Scalfari’s unreliability is a matter of perspective. He is reliably atheist. He has been reliably anti-Catholic. He is reliably committed to his own way of conducting interviews and then reconstructing them from memory – as Fr. Lombardi said in the statement quoted above, those who have “followed the preceding events and work in Italy know the way Scalfari writes and knows these things well.”

Then why dear reader, it is so inexcusable that Pope Francis has given to Scalfari a total of five (by our count) such interviews – particularly when the first one was so blatantly controversial and sparked such scandal and backlash among the faithful. And despite persistent denials that these interviews accurately represent the mind of Pope Francis, we would do well to remember a very important concession made by Fr. Lombardi after the very first one was published:

Pressed by reporters on the reliability of the direct quotations, Lombardi said during an Oct. 2 briefing that the text accurately captured the “sense” of what the pope had said, and that if Francis felt his thought had been “gravely misrepresented,” he would have said so.

This, it seems, is the rhetorical smoking gun. Pope Francis reads what Scalfari writes about him (La Repubblica is his favorite newspaper and he reads it every day) and does not feel that he has been “gravely misrepresented” by any of Scalfari’s reconstructions.
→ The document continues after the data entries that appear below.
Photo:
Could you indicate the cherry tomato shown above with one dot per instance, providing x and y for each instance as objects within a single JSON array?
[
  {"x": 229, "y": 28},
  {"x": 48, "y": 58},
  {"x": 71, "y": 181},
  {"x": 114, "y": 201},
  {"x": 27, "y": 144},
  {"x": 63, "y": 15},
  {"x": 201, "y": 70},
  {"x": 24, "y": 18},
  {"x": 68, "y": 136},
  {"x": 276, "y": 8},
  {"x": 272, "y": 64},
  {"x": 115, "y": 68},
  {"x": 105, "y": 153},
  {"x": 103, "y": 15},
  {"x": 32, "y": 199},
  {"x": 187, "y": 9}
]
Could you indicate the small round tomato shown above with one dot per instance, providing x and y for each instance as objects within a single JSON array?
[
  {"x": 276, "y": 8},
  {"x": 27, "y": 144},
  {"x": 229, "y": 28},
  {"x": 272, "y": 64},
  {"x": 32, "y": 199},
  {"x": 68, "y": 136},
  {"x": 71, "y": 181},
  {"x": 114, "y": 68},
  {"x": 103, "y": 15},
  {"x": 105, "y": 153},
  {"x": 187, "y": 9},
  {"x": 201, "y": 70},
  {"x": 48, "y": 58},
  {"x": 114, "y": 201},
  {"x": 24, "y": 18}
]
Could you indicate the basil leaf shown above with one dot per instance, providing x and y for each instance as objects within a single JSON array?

In fact, some of those interviews seem to make recurring appearances on the Vatican website, and some have been published in an official anthology of the pope’s conversations with journalists.

What reasonable person could believe that Pope Francis feels any disdain for the way Scalfari represents his opinions in La Repubblica? Where is the evidence that having been burned before, he has made an effort not to be misrepresented again? Five interviews over two years. As someone wrote elsewhere today, “Once is a mistake; several times is a preference.”

There’s an old saying that bears repeating here: “Fool me once, shame on you. Fool me twice, shame on me.”

Interpret these interviews however you want, fellow Catholics. I will not to join you in playing the fool.